Sobre las nueve, la jefa de mi sección, Pilar, se acercó a saludarme. Era bajita y rechoncha, como una peonza, pero no tan fea que a uno le doliera mirarla. Solo era fea moderadamente, y casi todo por culpa de la ropa que llevaba, de color negro. No le favorecía nada a la cara, toda ella sombra de ojos. Me pregunté si al señor Gris le gustaría que la jefa de Sección fuera de negro como una viuda acabada de salir del velatorio. Pero luego caí en la cuenta: estaba en la función pública, ahí cada uno vestía como le daba la gana. Guau. Era libre como el viento, y encima con dinero y trabajo hasta que me jubilaran a los setenta u ochenta años. Pero eso era mejor no decírselo a Angustias. No quería provocarle más zozobra ni desazón.

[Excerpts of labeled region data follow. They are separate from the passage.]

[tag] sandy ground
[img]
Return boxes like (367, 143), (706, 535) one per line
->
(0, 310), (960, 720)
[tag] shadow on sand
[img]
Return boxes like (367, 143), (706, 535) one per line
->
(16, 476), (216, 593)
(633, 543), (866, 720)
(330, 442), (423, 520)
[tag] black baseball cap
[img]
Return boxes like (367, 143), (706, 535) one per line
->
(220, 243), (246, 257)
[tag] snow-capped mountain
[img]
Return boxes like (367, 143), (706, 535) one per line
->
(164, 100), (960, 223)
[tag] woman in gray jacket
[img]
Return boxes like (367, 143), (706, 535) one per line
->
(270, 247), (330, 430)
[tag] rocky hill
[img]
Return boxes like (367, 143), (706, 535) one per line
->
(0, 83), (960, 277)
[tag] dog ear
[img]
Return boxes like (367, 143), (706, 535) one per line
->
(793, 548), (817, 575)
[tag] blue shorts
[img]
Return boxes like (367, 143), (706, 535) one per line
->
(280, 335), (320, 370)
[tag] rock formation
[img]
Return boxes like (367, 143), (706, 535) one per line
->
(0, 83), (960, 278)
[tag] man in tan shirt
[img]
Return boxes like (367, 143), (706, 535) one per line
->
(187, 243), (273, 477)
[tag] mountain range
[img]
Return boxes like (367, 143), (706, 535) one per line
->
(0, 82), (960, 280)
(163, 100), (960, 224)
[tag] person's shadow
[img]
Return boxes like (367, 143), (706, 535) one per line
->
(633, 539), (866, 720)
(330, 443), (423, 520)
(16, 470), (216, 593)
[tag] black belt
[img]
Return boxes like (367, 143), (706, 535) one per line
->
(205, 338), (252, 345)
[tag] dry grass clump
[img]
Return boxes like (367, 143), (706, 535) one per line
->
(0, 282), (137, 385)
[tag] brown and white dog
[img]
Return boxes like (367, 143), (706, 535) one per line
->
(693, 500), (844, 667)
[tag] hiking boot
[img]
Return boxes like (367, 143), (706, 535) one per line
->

—Ven, te acompaño al despacho del jefe. Acaba de llegar. Ya le dijimos que teníamos chica nueva en la oficina —dijo Pilar, en un tono que sonó… cómo diría, así como uuuuuf, chica nuevaaaaa en la oficinaaa.
A pesar de todo me cayó bien. Y era atractiva si te gustaban las viudas o las góticas. O las gordas.
Me dispuse a acompañarla, inquieta y con las rodillas hechas un nudo y la traquea traqueteante. Por fin iba a conocer a un auténtico jefe de servicio.
Al cruzar el pasillo, vi al fondo, tras unas puertas de cristal, la máquina del café, y a Román rodeado de un montón de mujeres que se reían y se dejaban abotonar las blusas. Ya me habían dicho que la proporción de hombres y mujeres en la función pública estaba algo descompensada… ¡Pero aquello era demasiado! ¡Y tan temprano! Con la de cartas que había por ensobrar y mandar, y ese ahí dándole a la lengua con un montón de arpías sin dignidad que le reían las gracias.
—Es aquí —dijo Pilar en cuanto llegamos a la puerta del despacho del fondo.
Salí de mi enmimismamiento. Instintivamente, me atusé el cabello y resoplé.
La puerta. Estaba allí. Cerrada. Me miraba. Yo la miraba. El señor Gris. Vi el cartelito con su nombre en un lateral y mi corazón se puso a mil por hora, y eso que aún no lo conocía. En el cristal del cartel me vi roja como un clavel.
—Bueno, te deseo suerte. Él es algo…
—Especial —dije, ya muy escamada, con la mosca detrás de las orejas y la ceja enarcada.
Pilar lanzó un suspiro, y luego me miró, y lanzó otros dos.
—Él te lo enseñará todo… —añadió, con la mirada baja.
Me dio un repelús.
Todo.
El señor Gris.
Pilar llamó a la puerta, y la abrió. No osé ni asomar la cabeza; ella sí.
—Marco, aquí está la nueva.
No me pareció que dijera “venga, que entre” ni nada por el estilo. Solo escuché un suspiro muy raro, que no era de Pilar. Esta me invitó a pasar. Y yo pasé, pero con el pie derecho puesto en el izquierdo y viceversa.
Allí estaba él, sentado en el sillón, con las manos entrelazadas sobre la mesa del despacho, de un modo seductor. Era moreno como el azabache, y sus ojos eran negros como la antracita y la hulla juntas. La barba de un día delimitaba su mandíbula cuadrada de una forma que te hacía decir guau, ¿cómo no habré aprobado antes? El cuerpo parecía estar bien, al menos el traje le quedaba que ni pintado. Era elegante como un banquero. Pero si lo mirabas bien parecía un ministro. Estaba tan serio como uno de ellos. Destilaba erótica del poder. Lo miré mejor y me recordó a un actor. Y el despacho en penumbra. A través del ancho ventanal se veían más edificios administrativos en torno a una amplia plaza nevada. Pero yo lo veía todo gris.